El principal alimento de las aves guaneras es la anchoveta. Mientas ésta abunda, abundan las aves. Cuando ésta se esfuma, se produce una hecatombe aviaria o al menos una huida masiva. Las dos principales formas en que esto puede comenzar a ocurrir son el exceso de pesca industrial y la irrupción del temido fenómeno meteorológico llamado El Niño.

Cuando, debido a El Niño, las aguas se calientan, la anchoveta, pez de agua fría, se desplaza hacia el Sur y se fondea. La única especie que puede alcanzarla entonces es el guanay, que bucea varios metros abajo. El piquero y el pelícano, en cambio, sucumben literalmente de hambre, escena que se ha podido apreciar en Guañape.

Durante esta visita a las islas, en el verano suramericano, el fenómeno apenas llegaba a su nivel medio, pero en algunos nidos se apreciaba el llanto lastimero de algunos pichones abandonados por madres desesperadas que no podían alimentarlos.

ERNESTO BENAVIDES DEL SOLAR

Un enfoque integrado

Desde dentro del edificio de la isla Guañape Norte se escucha un sonido que parece perpetuo, imparable, desbordante. Ante la puerta, cientos o miles de aves dan vueltas, graznan, revolotean en el aire.

Difícil describir el detalle. Es imposible contar tantas aves. Pero su número es muy inferior, sin embargo, a los millones de antaño, como explica en Lima el ingeniero Fernando Ghersi, de The Nature Conservacy (TNC), una fundación norteamericana.

Lo sorprendente, según indica Gabriel Quijandría, otro funcionario de TNC, es que el recurso se ha mantenido y que, de alguna manera, "la Compañía Administradora del Guano propició un manejo sostenible de un recurso". Los años han pasado y, a pesar de la irrupción de El Niño y la pesca industrial, el guano aún da dividendos.
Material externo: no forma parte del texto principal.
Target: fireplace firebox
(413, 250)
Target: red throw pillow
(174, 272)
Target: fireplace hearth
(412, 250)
No muchos, porque su cantidad hoy no es inmensa. Proabonos extrae anualmente 21.000 toneladas de guano, destinadas, básicamente, a los pequeños agricultores peruanos. La tonelada cuesta 1.000 soles (unos 600 euros) y, por el momento, no se exporta. Pero el auge de la agricultura orgánica a nivel mundial podría volverlo otra vez valioso. Agro-Rural, Proabonos, está en eso. Y ahora también el Ministerio del Ambiente (MINAM), que en diciembre pasado creó la reserva nacional Sistema de Islas, Islotes y Puntas Guaneras.

"Con esto se va a hacer un manejo más integrado de las 22 islas y puntas que conforman la reserva y de su entorno marino", afirma Ghersi. Esto permitiría un mejor manejo social y ambiental del ecosistema marino de la corriente de Humboldt, lo que incluiría el fomento de actividades como el turismo y la pesca sostenibles.

"El reto es cómo hacer una gestión más eficaz", añade Ghersi. En suma, juntar todas las piezas en un haz: mantener la población de aves y mamíferos marinos, conservar la anchoveta, poner la pesca industrial dentro de límites razonables y estar prevenidos contra El Niño, que en 1998 provocó la muerte de cerca del 80% de la fauna guanera.

La preservación de las islas, además, ha hecho que en torno a ellas se mantenga "una alta diversidad biológica", como recuerda Quijandría. Cerca de Guañape, en un islote, cientos de lobos de mar se amontonaban y gritaban, sin perturbaciones, en medio de la soledad del mar. Estas aguas oceánicas son de las más ricas del mundo.